第49話 信念
「どうしたの?キリア、あのお店出てからずっと苦虫を噛んだような顔してるよ。」
横から俺の顔を覗き込みながら不思議そうな表情をする。
「あぁ、すまん。少しボッーとしていた。」
実際のところはあの男のことを考えていたがそれをこいつに言うとめんどくさいのでやめておく。
「そ?ならいいんだけど。」
アリスはまたご機嫌に俺の先を歩き始める。俺はそれを見て、少し考えた後に
「最後によりたいところによっていいか?」
俺はアリスの返事も待たずにその場所へと歩き出した。
「ここって、」
「あぁ、学園墓地だ。」
ここは、学園の戦闘で亡くなった生徒や先生たちを祀る墓地だ。そして俺はどの菩薩にも目もくれず、ただ一つの場所を目指した。
「えっ、これ誰の?」
「この前の襲撃者の隊長。」
「はー?!」
驚くのも無理はない。理事長や師匠にも反対されて、それでもなお金の力で無理やり立てたのだから。
「こいつはさ、本来ここにはいなかった人間なんだ。この年齢でここまでしなきゃいけない理由があった。そう思うとなんかそのままにして置けなくて。」
「ねぇ、キリア。教えてあなたの過去に一体何があったの」
「今はその話は関係ないんじゃないか」
俺はあまりアリスには自分のこの話に触れられたくなかった。
「話して、キリアがその寂しそうな眼をする時は絶対に過去のことだから」
また無駄に寂しそうな眼でもしてたのだろうか。アリスには、一緒に住んでる奴にはすぐにわかったようだ。
「あぁ、わかった話すよ」
なぜかアリスの前だとこれ以上抵抗する気にもなれなかった。
「そう、そんなひどいことがあったのね。
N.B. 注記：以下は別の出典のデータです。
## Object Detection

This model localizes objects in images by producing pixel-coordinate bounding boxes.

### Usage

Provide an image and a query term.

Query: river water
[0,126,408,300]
リリアちゃんとの関係で少しはわかっていたけど」
アリスはそう言い終わると俺の頭を掴み自分の胸へと抱き寄せた。
「ちょっ、」
俺はそこから逃げ出そうとしたが、その前に頬を水が通った。
「キリア、泣いていいんだよ。ずっと我慢してきたんでしょ。殺されかけた日から、裏切られた日から。もう大丈夫だよ。キリアの周りには大切な人が沢山いる。もう1人じゃない」
アリスにそう言われると涙がさらに溢れ出した。
(止まれ!止まれよ!セリアの時は出なかったじゃねぇか)
必死に止めようとするが全く止まらずに俺はもう諦めてただアリスの中で涙が枯れるまで泣いた。
「この子はそんな昔の自分と重ねたの?」
俺を離したアリスが俺に尋ねる。
「かもな。」
俺は少し俯いて続ける。
「俺はさ、強くなったと思ってたんだ。誰かを守れるぐらいには。復讐するにはまだ足りねぇけど。でも、まだ届きそうもない奴が何人もいるんだ。できればこの子や俺みたいな奴が出ないようにしたい。」
俺はこれだけはと言った思いを口につづった。
「そこまでキリアに言わせるこの子は何者なの?」
俺はアリスと目を合わせて
「こいつの名前は、 」
「それって、」
ありえないと言った表情で俺を見つめる。実際にあり得ない人物の名前だからだ。だから墓標にも名前を書いていない。
「つまりはそう言うことだよ。」
そう言いながら俺は立ち上がる。
「さてと、帰るか。」
アリスに笑いかけながら寮へと歩き出す。もうアリスには弱いところを見せないと誓い。夕日を背に覚悟と決意を胸にして。